Private financial aid programs

Overview

In addition to federal assistance, private student loans can often be obtained by students to pay for costs above and beyond what the government is willing to fund. This is especially true for students at undergraduate private institutions, graduate schools, and students attending schools for which federal financial aid is not available, such as K-12 preparatory schools.

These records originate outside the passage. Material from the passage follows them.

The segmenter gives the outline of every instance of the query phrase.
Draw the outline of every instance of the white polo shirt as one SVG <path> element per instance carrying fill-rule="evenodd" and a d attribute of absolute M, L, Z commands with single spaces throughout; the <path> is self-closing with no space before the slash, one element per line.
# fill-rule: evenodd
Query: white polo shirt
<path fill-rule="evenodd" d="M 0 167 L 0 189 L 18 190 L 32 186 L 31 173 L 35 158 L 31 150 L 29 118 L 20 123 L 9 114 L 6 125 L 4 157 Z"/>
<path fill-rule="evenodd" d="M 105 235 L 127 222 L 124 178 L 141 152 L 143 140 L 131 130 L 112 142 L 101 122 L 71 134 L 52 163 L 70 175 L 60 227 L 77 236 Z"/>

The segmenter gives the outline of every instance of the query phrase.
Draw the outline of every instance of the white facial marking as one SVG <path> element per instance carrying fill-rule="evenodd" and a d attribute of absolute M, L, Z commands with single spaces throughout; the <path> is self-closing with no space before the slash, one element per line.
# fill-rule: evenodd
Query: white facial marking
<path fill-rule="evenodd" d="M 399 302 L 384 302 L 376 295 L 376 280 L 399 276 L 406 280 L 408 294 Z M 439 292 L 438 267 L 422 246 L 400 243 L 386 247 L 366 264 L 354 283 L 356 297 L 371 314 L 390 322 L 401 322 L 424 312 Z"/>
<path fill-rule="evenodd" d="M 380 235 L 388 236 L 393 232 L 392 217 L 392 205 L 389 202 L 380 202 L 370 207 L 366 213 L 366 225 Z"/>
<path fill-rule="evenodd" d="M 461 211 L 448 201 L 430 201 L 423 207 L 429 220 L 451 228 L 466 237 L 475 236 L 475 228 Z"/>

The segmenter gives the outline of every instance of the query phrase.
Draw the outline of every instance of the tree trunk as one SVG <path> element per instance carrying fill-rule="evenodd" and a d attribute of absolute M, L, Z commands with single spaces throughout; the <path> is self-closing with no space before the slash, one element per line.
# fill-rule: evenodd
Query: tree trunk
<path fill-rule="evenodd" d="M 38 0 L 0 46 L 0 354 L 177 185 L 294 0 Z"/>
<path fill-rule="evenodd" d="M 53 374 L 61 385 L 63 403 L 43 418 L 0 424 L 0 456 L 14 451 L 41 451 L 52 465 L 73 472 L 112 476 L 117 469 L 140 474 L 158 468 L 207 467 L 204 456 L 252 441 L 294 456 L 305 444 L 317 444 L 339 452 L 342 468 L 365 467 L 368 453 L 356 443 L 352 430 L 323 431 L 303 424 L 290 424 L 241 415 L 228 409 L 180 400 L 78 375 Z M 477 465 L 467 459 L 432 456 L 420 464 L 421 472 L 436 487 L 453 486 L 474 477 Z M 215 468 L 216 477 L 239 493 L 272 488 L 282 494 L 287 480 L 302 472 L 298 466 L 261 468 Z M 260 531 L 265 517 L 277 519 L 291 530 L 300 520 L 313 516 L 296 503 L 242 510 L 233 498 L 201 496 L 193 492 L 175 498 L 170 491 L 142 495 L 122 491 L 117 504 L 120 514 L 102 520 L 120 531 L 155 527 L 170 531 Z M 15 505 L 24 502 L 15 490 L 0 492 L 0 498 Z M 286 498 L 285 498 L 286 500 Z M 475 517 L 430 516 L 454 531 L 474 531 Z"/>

Most of the private financial aid programs in the United States are underwritten by TERI, a non-profit education resources company.

Assistance

Private loan programs can provide anywhere from $1,500 to $45,000, depending on the credit history and record of the applicant and any eligible co-signer. Most loan programs have an aggregate limit as well, capping the total amount a student can have borrowed in their lifetime.

Rates and interest

Most private loan programs are tied to one or more financial indexes, such as the Wall Street Journal Prime rate or the BBA LIBOR rate, plus an overhead charge. Because private loans are based on the credit history of the applicant, the overhead charge will vary. Students and families with excellent credit will generally receive lower rates and smaller loan origination fees than those with less than perfect credit.

Eligibility

Private student loan programs generally issue loans based on the credit history of the applicant and any applicable co-signer/co-endorser. This is in contrast to federal loan programs which deal primarily with need-based criteria, as defined by the EFC and the FAFSA. For many students, this is a great advantage to private loan programs, as their families may have too much income or too many assets to qualify for federal aid, but insufficient assets/income to pay for schooling without assistance.

Additionally, many international students studying in the United States can obtain private loans (they are ineligible for federal loans in many cases) with a co-signer that is a United States citizen/permanent resident.